A Question of Morals
I would like to tell you a story with a moral.
Last Friday, my mum asked me to fix a little application she uses called Roboform. She recently got a new laptop and I transferred over most of her files and applications, but I was having trouble getting Roboform working. Part of the reason for this is that it was an unlicenced copy that I found a crack for originally and my mum wanted me to find the serial number again so she could carry on using it as she finds it really useful. It's shareware, which means that it's free to try, but $29.99 to buy. (To be fair to mum, she doesn't normal do stuff like this, all her other software is bought and paid for)
When she asked me I'd not been home and wasn't in the mood to help her out (to my shame, I wasn't very nice, every now and again I get sick and tired of doing everyone's IT support and flip out, I may have been tired, whatever, I was an arsehole). Anyway, so she stormed off and did a search for the crack and then hit a link to visit one of the sites. She says that's all she did, but, let me tell you, it unleashed a shitstorm. It resulted in near endless pop-up ads and pornography and whatever it was totally took control of IE.
I'd like to take a timeout here so that I can point out to the unknowing, stubborn or just plain stupid community of internet users. STOP USING INTERNET EXPLORER. The thing is like an open door with a welcome mat to all the nasty things online. Try Firefox or Opera (which is now completely free for the full version too). And for that matter, Outlook and Outlook Express should be avoided too.
Anyway, we ended up spending the entire of Friday evening downloading bits of free anti-spam software and virus checkers to try and eradicate the numerous problems that were caused. After several hours we were left with one nasty sucker: the Rundll malware. This, it seems, is probably the hardest sucker known to man to remove. We tried all the recommended routes. She bought some of the highly recommended software for spam removal.

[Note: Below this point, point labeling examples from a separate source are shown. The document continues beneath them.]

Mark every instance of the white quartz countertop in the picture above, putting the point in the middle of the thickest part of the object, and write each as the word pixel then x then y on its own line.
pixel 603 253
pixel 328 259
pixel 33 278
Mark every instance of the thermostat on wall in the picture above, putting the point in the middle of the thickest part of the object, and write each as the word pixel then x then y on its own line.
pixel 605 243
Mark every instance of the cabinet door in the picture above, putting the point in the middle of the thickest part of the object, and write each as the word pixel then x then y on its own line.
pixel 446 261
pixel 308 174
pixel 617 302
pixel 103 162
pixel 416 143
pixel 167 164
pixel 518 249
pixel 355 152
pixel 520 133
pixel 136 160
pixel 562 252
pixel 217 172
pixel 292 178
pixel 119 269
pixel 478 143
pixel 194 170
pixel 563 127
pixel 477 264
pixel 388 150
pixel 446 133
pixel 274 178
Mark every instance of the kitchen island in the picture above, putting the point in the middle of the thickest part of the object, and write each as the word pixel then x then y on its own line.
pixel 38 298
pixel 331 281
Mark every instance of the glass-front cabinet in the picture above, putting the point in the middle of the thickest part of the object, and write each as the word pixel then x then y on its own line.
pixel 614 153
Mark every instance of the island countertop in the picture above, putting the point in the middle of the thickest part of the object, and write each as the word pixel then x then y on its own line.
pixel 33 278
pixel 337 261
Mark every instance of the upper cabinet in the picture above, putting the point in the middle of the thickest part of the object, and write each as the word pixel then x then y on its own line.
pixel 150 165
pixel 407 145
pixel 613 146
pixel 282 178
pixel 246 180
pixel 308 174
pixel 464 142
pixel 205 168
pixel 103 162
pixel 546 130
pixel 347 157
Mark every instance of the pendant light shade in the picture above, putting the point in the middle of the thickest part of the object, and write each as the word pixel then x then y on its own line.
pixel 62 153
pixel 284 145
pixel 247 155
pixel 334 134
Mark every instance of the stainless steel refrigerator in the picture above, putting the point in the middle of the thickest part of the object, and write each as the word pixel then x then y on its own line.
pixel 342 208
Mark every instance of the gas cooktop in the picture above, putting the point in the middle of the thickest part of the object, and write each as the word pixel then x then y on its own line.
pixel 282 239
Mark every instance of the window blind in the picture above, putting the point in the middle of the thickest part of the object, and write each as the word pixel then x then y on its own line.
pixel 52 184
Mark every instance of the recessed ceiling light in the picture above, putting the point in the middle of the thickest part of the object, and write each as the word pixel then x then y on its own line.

But when we thought we'd got rid of it, it reappeared. It's being kept at bay at the moment, but when she's away next week, I'll be backing up all of her files again and formatting the system to install a fresh copy.
So, there are two morals to this story:
1) When someone asks for help (especially where IT is concerned) it's better to help at the first request than pick up the pieces later, it'll be less hassle in the long run.
2) When you find some software that you like and find useful, PAY FOR IT. As my mum said: 'I wouldn't steal it from a shop, so why did I try to get a free copy?'
Let that be a lesson to all of you and hopefully you can avoid the same pitfalls.